Офицер нетерпеливо посмотрел на Шмидта. Шеф заторопился. Машина рывком тронулась с места.
— Постойте! — закричала Неля, пытаясь уцепиться за ручку второй двери. — А мои вещи?!
Но машина уже скрылась вдали в вихрях снежной пыли. Рокот мотора вскоре стих, и глубокая тишина снегов окружила Нелю.
Уже вечерело, и на гребни сугробов легли причудливые тени. Неля осмотрелась вокруг: в этой бескрайней степи она была одна…
Одно непредвиденное и незначительное, казалось бы, происшествие ускорило развязку судьбы Русевича. Грозный глава гестапо Эрлингер… испугался. Казалось бы, и что особенного! Разве не метались в панике здесь, на Украине, при появлении партизан, тысячи ему подобных? Или он чувствовал себя в Киеве безмятежно? Случалось, что многим немецким военачальникам рангом не ниже его, Эрлингера, приходилось спасаться бегством в одном белье. Почему же, откровенно перетрусив, столь яростен и гневен стал гестаповский начальник?
Дело в том, что оберфюрер был до крайности самолюбив, а неприятность, постигшая его здесь, в концлагере, выглядела анекдотично. И главное — она произошла в присутствии многочисленных свидетелей, среди которых был и Радомский, эта хитрая выслуживающаяся крыса.
Эрлингер приехал в лагерь, чтобы распечь Радомского за ослабление дисциплины среди охраны.
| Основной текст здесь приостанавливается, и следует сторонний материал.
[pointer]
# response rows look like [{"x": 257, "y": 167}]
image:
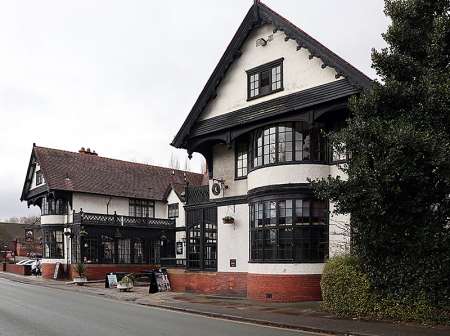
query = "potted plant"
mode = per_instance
[
  {"x": 80, "y": 269},
  {"x": 228, "y": 220},
  {"x": 126, "y": 284}
]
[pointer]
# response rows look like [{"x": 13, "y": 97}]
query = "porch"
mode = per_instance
[{"x": 121, "y": 240}]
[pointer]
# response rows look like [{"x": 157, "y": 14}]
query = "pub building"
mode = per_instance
[
  {"x": 113, "y": 215},
  {"x": 256, "y": 229}
]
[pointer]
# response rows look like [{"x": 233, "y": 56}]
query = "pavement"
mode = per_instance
[
  {"x": 41, "y": 311},
  {"x": 305, "y": 316}
]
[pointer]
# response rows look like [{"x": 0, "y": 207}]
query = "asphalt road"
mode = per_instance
[{"x": 40, "y": 311}]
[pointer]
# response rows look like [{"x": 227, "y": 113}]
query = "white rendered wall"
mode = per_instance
[
  {"x": 295, "y": 269},
  {"x": 300, "y": 73},
  {"x": 339, "y": 223},
  {"x": 33, "y": 180},
  {"x": 160, "y": 209},
  {"x": 286, "y": 174},
  {"x": 54, "y": 219},
  {"x": 233, "y": 239},
  {"x": 223, "y": 168},
  {"x": 180, "y": 222},
  {"x": 173, "y": 199},
  {"x": 99, "y": 204}
]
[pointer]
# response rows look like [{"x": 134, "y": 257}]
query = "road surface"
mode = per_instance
[{"x": 41, "y": 311}]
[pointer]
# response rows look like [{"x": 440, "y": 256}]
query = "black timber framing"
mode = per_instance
[
  {"x": 226, "y": 130},
  {"x": 258, "y": 15},
  {"x": 275, "y": 107}
]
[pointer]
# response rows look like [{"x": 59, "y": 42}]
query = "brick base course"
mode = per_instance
[
  {"x": 93, "y": 271},
  {"x": 284, "y": 288},
  {"x": 18, "y": 269},
  {"x": 99, "y": 271},
  {"x": 223, "y": 283},
  {"x": 261, "y": 287}
]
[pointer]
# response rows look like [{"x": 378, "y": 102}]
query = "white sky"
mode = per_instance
[{"x": 120, "y": 77}]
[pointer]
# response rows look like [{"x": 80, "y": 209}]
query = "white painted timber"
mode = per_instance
[{"x": 300, "y": 73}]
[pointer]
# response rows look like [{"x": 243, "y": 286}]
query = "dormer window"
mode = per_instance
[
  {"x": 265, "y": 79},
  {"x": 39, "y": 179}
]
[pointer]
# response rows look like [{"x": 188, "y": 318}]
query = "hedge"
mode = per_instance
[{"x": 347, "y": 292}]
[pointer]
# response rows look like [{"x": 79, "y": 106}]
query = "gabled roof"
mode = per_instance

Если охрана серьезно верила, будто по лагерю блуждает какой-то мистический бессмертный матрос, — значит, она была деморализована. Как же посмел начальник лагеря допустить такое? Нужно было немедленно расстрелять сеятелей тревожных слухов, кто бы они ни были — охранники или заключенные. Кроме того, его возмущала беспечность Радомского: разве Эрлингер отдал ему футболистов, чтобы они здесь, в лагере, благополучно отсиделись? Он надеялся, что Радомский немедленно покончит хотя бы с заправилами динамовцев, с теми, кто был идейным вдохновителем августовской демонстрации на стадионе.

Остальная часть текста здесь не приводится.